When starting an LLC, most jurisdictions require that an advertisement be run in the legal organ of the county in which the LLC principal office is located. Once these requirements have been satisfied, the LLC is legally authorized to do business.
Limited Liability Operating Agreements are not required in all states. However, it's advisable to have such an agreement drafted when starting an LLC. A limited liability operating agreement sets forth the rights and responsibilities of the members and managers, including issues of membership, management, operation, distribution of assets, and events of dissolution. The limited liability operating agreement is not filed with the Secretary of State as it is a private contract between the members and managers and the limited liability company.
Corporate LLC forms may be purchased from office supply stores. They are also available online. However, do-it-yourself LLC forms are not a substitute for sound legal advice and assistance.

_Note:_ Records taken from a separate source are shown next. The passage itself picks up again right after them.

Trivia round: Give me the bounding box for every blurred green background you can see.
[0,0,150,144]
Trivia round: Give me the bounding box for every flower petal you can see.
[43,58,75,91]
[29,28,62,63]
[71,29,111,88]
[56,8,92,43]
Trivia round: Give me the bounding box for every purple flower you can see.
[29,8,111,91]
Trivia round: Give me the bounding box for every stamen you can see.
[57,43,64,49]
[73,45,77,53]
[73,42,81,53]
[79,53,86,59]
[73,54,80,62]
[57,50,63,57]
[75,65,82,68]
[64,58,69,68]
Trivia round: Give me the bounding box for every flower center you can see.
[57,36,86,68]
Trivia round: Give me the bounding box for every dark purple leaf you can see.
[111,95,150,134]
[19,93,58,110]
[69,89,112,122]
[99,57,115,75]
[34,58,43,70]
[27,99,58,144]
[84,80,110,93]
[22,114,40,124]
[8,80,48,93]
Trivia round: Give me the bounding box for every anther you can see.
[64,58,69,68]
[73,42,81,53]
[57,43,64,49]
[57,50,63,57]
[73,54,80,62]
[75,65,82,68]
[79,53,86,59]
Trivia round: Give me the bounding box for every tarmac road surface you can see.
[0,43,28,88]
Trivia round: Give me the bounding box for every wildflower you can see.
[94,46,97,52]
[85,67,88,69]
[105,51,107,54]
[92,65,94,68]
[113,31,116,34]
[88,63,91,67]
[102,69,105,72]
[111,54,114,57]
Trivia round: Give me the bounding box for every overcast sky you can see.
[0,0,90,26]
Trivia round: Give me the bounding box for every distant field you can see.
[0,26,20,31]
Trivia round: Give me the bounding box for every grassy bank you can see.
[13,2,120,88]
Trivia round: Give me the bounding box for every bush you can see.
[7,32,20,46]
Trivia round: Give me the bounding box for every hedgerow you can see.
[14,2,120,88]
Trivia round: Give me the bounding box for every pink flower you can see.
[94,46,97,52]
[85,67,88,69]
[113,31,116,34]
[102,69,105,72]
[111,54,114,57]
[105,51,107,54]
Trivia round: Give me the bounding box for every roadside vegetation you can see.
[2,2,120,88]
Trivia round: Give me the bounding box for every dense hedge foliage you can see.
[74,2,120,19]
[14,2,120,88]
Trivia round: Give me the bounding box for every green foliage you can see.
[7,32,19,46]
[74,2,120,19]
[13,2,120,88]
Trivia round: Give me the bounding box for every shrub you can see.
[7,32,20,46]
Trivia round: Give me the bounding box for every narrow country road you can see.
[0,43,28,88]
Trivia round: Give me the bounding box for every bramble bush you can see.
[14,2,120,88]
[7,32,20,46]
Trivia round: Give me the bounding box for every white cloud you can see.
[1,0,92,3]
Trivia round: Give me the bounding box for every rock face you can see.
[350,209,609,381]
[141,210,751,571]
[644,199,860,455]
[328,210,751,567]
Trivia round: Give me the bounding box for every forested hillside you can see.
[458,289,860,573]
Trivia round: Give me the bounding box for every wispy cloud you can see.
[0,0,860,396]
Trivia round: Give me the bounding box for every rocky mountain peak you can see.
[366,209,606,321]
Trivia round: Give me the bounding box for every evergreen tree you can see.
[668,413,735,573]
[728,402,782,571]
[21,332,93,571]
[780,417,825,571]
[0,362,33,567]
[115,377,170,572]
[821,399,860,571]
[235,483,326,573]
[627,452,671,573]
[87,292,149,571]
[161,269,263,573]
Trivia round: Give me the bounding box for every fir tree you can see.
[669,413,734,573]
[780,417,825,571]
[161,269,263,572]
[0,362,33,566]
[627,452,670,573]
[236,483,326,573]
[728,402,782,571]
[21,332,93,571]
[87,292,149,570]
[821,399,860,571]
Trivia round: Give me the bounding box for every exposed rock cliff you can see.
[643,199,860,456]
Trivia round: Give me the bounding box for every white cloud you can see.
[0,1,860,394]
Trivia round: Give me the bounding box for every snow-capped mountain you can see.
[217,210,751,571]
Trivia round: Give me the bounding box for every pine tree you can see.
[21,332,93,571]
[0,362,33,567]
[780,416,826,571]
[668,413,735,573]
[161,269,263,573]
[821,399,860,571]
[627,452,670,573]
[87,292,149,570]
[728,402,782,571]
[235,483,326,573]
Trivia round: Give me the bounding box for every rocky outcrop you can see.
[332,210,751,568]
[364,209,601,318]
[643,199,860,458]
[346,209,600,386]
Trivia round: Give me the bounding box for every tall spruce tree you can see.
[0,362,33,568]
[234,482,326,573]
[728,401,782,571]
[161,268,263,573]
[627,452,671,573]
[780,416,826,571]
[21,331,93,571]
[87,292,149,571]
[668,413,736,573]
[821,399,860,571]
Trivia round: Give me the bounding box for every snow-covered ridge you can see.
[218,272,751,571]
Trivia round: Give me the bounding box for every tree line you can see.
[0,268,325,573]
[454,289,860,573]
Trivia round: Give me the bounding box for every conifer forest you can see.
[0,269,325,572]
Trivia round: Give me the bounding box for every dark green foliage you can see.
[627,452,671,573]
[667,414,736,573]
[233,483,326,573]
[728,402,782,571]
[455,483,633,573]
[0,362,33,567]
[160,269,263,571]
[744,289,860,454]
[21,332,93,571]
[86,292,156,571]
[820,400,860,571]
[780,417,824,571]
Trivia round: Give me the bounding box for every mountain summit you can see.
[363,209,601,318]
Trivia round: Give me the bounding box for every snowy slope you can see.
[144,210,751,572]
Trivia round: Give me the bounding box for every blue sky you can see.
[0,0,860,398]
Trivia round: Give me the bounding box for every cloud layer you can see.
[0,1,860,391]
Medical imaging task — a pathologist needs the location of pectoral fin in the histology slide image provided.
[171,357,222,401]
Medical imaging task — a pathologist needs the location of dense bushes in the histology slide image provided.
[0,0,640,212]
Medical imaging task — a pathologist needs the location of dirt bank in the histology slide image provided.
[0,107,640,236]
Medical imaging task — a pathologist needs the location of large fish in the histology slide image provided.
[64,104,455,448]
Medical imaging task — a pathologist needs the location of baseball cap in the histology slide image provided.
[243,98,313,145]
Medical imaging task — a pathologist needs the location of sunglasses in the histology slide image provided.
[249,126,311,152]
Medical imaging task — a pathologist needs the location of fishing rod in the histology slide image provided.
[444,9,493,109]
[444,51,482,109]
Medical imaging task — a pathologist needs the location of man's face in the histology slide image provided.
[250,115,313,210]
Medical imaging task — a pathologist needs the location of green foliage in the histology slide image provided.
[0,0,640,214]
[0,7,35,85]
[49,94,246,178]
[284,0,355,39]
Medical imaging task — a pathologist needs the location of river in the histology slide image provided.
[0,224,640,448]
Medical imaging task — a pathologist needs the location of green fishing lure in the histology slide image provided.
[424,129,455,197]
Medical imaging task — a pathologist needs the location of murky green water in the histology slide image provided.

A limited liability company can have employees and must adhere to the same employer laws as sole proprietorships, partnerships and corporations. This means that the LLC must have an employer identification number and must withhold taxes from its employees' earnings. Moreover, the LLC is bound by other employer laws pertaining to workplace practices.
Before forming an LLC, you should consult with a business attorney to get a full understanding of the legal and tax implications associated with limited liability companies. Your attorney will prepare the Articles of Organization, the Operating Agreement and all other forms necessary for starting an LLC. Hiring an attorney to draft all the documents will ensure that they meet all state law requirements.